# Autumn at Inspiration Point



## Destin (Sep 23, 2017)

Captured this scene this morning at Letchworth State Park, unofficially dubbed the “grand canyon of the east.” This Park was voted the #1 state park in America recently and for good reason. The leaves are just starting to change, so I’ll be spending a lot of time there over the next 3 weeks. It’s about 45 minutes from my house.


----------



## Low_Sky (Sep 24, 2017)

I was more distracted trying to figure out the super subtle watermark.


----------



## Destin (Sep 24, 2017)

Low_Sky said:


> I was more distracted trying to figure out the super subtle watermark.



Sorry, shared from the gallery on my site where I sell these images. 

It’s either that or everyone just steals my photos.. the joys of selling photos online.


----------



## Peeb (Sep 24, 2017)

Very nice!


----------



## batmura (Sep 25, 2017)

Destin said:


> It’s either that or everyone just steals my photos.. the joys of selling photos online.


Wow - that's interesting. How do you know they steal your photos, though? I mean how do you find out and don't they just steal small jpegs of your images? What use is it to them?


----------



## Destin (Sep 25, 2017)

batmura said:


> Destin said:
> 
> 
> > It’s either that or everyone just steals my photos.. the joys of selling photos online.
> ...



I’ve seen my images end up as Facebook cover photos, desktop backgrounds, and even prints without my permission. 

If you post a photo online that’s any good, it WILL get stolen. It isn’t a matter of if, it’s a matter of when.


----------



## batmura (Sep 25, 2017)

Destin said:


> batmura said:
> 
> 
> > Destin said:
> ...


I don't doubt that images may be stolen. My question was _how_ you found out. You can't be possibly checking all those Facebook pages or people's desktop photos.


----------



## Destin (Sep 25, 2017)

batmura said:


> Destin said:
> 
> 
> > batmura said:
> ...



I live in a small town man. I graduated high school in a class of 60 students. We have more cows than people. 

I’ve had them stolen by my own Facebook friends and noticed that way. Had one end up on a restaurant’s menu once without my permission. 

I’m not saying I know about every one that’s been stolen. And even if I didn’t know about any of them, I’d still watermark my images to protect them. 

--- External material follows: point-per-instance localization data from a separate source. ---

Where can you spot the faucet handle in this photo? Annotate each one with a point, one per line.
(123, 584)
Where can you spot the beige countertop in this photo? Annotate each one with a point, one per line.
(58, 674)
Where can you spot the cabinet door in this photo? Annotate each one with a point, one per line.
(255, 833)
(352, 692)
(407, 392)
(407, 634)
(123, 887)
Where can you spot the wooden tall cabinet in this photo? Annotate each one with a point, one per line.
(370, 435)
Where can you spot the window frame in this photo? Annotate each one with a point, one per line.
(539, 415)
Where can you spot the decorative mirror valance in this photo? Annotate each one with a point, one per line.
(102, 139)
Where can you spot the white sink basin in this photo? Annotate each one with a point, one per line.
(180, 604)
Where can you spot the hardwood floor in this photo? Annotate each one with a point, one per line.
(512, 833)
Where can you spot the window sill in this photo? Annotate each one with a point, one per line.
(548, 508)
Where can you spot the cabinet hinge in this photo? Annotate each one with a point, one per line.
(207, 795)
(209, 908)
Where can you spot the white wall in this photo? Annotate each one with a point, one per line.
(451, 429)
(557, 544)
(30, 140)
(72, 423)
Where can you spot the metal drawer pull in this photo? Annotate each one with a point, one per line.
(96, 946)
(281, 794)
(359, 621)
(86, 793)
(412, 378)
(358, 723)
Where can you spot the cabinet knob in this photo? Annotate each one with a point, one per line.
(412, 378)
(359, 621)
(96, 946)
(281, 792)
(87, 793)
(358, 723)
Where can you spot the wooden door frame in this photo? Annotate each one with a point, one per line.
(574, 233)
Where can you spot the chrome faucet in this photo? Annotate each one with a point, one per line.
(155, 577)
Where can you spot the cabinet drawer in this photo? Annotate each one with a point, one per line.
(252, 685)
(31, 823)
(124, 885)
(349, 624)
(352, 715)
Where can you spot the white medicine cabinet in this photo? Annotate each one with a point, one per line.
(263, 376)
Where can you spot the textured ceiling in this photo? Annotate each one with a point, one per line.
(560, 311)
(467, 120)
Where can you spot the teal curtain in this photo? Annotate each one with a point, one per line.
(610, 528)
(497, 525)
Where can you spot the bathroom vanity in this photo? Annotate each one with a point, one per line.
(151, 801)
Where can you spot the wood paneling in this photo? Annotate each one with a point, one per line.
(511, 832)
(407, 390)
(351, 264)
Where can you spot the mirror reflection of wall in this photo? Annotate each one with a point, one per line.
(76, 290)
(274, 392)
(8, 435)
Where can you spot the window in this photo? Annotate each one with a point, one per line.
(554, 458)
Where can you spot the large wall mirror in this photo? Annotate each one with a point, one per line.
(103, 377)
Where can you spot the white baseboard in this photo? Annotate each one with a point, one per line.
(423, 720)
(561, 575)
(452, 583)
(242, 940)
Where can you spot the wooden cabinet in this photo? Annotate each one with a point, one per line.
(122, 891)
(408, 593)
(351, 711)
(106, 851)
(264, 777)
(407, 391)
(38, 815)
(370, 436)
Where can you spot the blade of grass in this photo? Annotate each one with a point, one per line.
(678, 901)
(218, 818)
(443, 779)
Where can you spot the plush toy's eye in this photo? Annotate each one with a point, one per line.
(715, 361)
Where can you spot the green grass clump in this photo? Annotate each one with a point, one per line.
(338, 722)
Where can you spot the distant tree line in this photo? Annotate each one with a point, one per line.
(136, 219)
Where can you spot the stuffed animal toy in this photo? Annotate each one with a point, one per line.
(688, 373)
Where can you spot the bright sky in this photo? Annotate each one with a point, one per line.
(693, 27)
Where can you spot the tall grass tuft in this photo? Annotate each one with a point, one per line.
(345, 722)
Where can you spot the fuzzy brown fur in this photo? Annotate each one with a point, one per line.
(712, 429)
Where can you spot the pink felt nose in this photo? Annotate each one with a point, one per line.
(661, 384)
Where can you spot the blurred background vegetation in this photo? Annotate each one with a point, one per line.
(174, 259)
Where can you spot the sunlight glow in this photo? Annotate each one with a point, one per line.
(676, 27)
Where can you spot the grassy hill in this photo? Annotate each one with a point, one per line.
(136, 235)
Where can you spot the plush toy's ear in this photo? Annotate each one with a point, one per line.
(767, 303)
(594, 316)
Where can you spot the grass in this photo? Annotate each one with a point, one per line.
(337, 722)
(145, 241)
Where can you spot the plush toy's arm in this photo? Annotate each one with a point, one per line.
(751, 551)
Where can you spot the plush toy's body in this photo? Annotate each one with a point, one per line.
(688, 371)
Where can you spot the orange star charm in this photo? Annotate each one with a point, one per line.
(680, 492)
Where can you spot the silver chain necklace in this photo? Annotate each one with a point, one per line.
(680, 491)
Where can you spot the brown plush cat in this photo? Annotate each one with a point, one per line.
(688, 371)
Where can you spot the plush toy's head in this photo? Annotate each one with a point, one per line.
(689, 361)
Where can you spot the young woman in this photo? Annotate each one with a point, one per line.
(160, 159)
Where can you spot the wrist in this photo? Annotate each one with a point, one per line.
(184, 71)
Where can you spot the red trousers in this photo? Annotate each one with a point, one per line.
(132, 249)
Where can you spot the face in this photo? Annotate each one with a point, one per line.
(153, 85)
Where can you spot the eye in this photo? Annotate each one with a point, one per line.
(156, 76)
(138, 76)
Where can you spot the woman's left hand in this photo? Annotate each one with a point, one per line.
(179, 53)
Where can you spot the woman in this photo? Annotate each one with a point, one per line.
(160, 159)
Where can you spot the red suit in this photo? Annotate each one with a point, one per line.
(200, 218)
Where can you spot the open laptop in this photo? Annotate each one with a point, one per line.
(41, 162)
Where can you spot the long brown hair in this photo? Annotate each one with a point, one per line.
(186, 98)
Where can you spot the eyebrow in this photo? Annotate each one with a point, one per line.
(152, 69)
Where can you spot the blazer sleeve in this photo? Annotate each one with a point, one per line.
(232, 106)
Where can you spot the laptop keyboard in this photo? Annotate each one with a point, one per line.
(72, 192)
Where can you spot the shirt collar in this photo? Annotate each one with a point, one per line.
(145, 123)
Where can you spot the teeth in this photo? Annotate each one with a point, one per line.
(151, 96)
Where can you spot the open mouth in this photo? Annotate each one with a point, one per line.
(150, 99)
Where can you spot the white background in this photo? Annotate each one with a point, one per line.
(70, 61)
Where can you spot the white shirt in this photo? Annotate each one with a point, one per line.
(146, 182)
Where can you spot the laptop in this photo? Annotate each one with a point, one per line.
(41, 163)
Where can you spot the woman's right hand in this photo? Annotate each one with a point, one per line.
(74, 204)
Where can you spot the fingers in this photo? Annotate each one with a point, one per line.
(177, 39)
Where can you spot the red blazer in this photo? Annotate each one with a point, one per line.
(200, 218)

Also, what difference is it if it’s a small jpeg or a full resolution? Even a small jpeg on my website is 2-3 megapixels.. plenty to print an 8x10 or 11x14 with.


----------



## Light Guru (Sep 25, 2017)

Low_Sky said:


> I was more distracted trying to figure out the super subtle watermark.



Yup its really distracting, and would not be hard for someone to remove it so i see no point in it being there.


----------



## Destin (Sep 25, 2017)

Light Guru said:


> Low_Sky said:
> 
> 
> > I was more distracted trying to figure out the super subtle watermark.
> ...



The folks that know how to remove it and the folks that are interested in buying my photos are different people. 

I assure you that the average person buying my photos does not know how to remove a watermark. 

Do you sell prints online?


----------



## snowbear (Sep 25, 2017)

A tineye search will help find copies that are online.  I use it on another site to catch people posting stock images as their own.


----------



## NancyMoranG (Sep 26, 2017)

Really nice! Was in Seneca Falls this weekend to see college friend. Where are you in relation to Seneca?


----------



## Destin (Sep 26, 2017)

NancyMoranG said:


> Really nice! Was in Seneca Falls this weekend to see college friend. Where are you in relation to Seneca?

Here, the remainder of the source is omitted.